To implement specific actions to respond to challenges accompanied by technological advances, it is essential to realize the foreseen future at different levels. This study aims to generate the forecasts of different prospects of different industries, labor market, and households, depending on the pervasiveness of the information and communication (ICT) software (SW) in production. For the analysis, we propose a computable general equilibrium (CGE) model that explicitly incorporates diverse impact channels induced by ICT SW investments. Our simulation results suggest that the development of ICT SW technology can bring about both opportunities and challenges in the economic system.
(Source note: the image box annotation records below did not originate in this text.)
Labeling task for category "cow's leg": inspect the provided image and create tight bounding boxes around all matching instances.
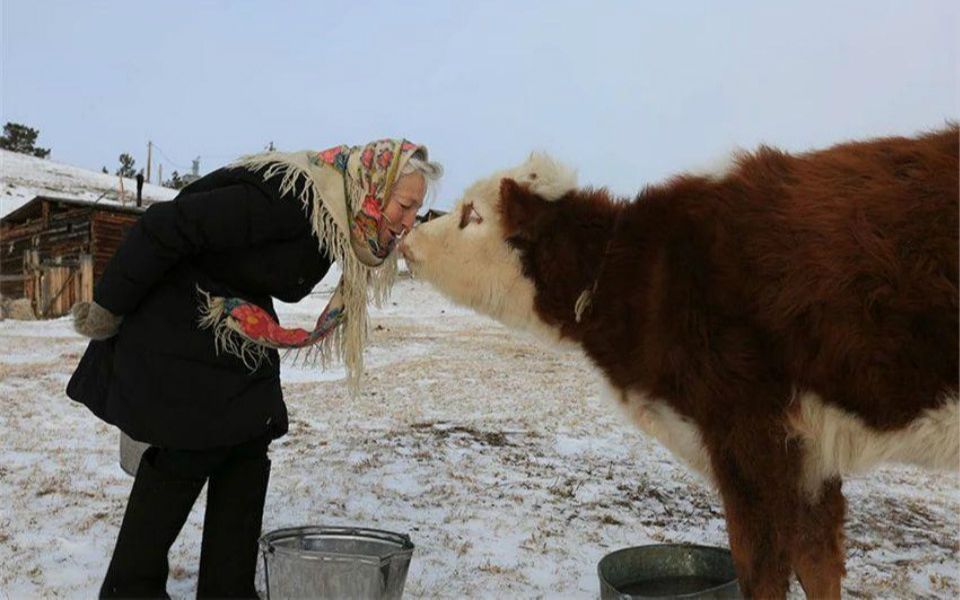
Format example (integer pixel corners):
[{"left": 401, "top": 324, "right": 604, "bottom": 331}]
[
  {"left": 706, "top": 415, "right": 800, "bottom": 598},
  {"left": 793, "top": 479, "right": 846, "bottom": 598}
]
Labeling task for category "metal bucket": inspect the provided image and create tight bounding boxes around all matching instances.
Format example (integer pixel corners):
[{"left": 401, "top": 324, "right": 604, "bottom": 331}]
[
  {"left": 260, "top": 527, "right": 413, "bottom": 600},
  {"left": 597, "top": 544, "right": 742, "bottom": 600},
  {"left": 120, "top": 431, "right": 150, "bottom": 477}
]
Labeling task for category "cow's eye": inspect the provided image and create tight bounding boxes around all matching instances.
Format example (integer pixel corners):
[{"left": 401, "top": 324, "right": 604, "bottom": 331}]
[
  {"left": 469, "top": 207, "right": 483, "bottom": 225},
  {"left": 460, "top": 202, "right": 483, "bottom": 229}
]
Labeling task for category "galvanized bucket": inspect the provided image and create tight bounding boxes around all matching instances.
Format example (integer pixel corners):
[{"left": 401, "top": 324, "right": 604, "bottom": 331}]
[
  {"left": 597, "top": 544, "right": 742, "bottom": 600},
  {"left": 260, "top": 527, "right": 413, "bottom": 600},
  {"left": 120, "top": 431, "right": 150, "bottom": 477}
]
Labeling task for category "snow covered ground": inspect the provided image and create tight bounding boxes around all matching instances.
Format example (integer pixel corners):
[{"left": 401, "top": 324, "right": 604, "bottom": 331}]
[
  {"left": 0, "top": 279, "right": 960, "bottom": 598},
  {"left": 0, "top": 149, "right": 177, "bottom": 217}
]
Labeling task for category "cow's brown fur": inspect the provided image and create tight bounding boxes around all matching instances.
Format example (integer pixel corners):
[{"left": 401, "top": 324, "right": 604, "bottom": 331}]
[{"left": 500, "top": 125, "right": 960, "bottom": 597}]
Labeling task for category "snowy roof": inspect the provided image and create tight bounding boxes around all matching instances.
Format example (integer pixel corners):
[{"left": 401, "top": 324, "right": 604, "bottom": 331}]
[
  {"left": 0, "top": 195, "right": 147, "bottom": 224},
  {"left": 0, "top": 149, "right": 177, "bottom": 217}
]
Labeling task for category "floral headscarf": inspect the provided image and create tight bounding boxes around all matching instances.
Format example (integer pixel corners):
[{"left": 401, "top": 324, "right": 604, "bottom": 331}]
[{"left": 200, "top": 139, "right": 427, "bottom": 390}]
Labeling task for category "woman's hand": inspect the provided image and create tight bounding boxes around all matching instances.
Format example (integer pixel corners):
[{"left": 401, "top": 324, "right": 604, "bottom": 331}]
[{"left": 70, "top": 302, "right": 123, "bottom": 340}]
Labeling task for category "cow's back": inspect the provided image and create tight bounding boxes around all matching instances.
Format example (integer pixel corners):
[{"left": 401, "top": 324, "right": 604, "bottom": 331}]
[{"left": 728, "top": 127, "right": 960, "bottom": 430}]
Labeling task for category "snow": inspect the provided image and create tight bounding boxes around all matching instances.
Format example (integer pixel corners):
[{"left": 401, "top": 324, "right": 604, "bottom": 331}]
[
  {"left": 0, "top": 275, "right": 960, "bottom": 599},
  {"left": 0, "top": 149, "right": 177, "bottom": 217}
]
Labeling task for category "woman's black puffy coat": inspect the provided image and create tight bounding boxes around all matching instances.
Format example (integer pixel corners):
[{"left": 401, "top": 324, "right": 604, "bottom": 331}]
[{"left": 67, "top": 169, "right": 330, "bottom": 449}]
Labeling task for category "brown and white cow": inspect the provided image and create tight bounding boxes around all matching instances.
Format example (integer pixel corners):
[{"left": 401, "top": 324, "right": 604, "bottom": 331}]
[{"left": 401, "top": 124, "right": 960, "bottom": 598}]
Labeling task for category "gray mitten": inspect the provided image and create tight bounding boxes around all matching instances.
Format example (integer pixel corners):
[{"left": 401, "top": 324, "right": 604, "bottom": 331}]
[{"left": 70, "top": 302, "right": 123, "bottom": 340}]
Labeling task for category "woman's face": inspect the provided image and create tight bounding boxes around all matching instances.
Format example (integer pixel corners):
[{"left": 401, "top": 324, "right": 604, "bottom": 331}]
[{"left": 380, "top": 173, "right": 427, "bottom": 250}]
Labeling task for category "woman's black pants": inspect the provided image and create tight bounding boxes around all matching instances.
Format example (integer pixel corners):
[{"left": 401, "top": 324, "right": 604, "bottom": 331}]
[{"left": 100, "top": 438, "right": 270, "bottom": 598}]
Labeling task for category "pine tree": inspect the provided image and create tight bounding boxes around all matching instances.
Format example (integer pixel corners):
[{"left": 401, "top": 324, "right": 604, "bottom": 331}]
[
  {"left": 0, "top": 121, "right": 50, "bottom": 158},
  {"left": 117, "top": 152, "right": 137, "bottom": 177}
]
The results also show that advancements in ICT SW can aggravate inequalities within the economic system, while driving higher economic growth effects by accelerating the polarization of the labor market and wages/income distributions. Accordingly, our results suggest that policymakers should formulate tailored policy options to mitigate structural problems and widen income disparities driven by ICT-specific technological advances to achieve economic inclusiveness.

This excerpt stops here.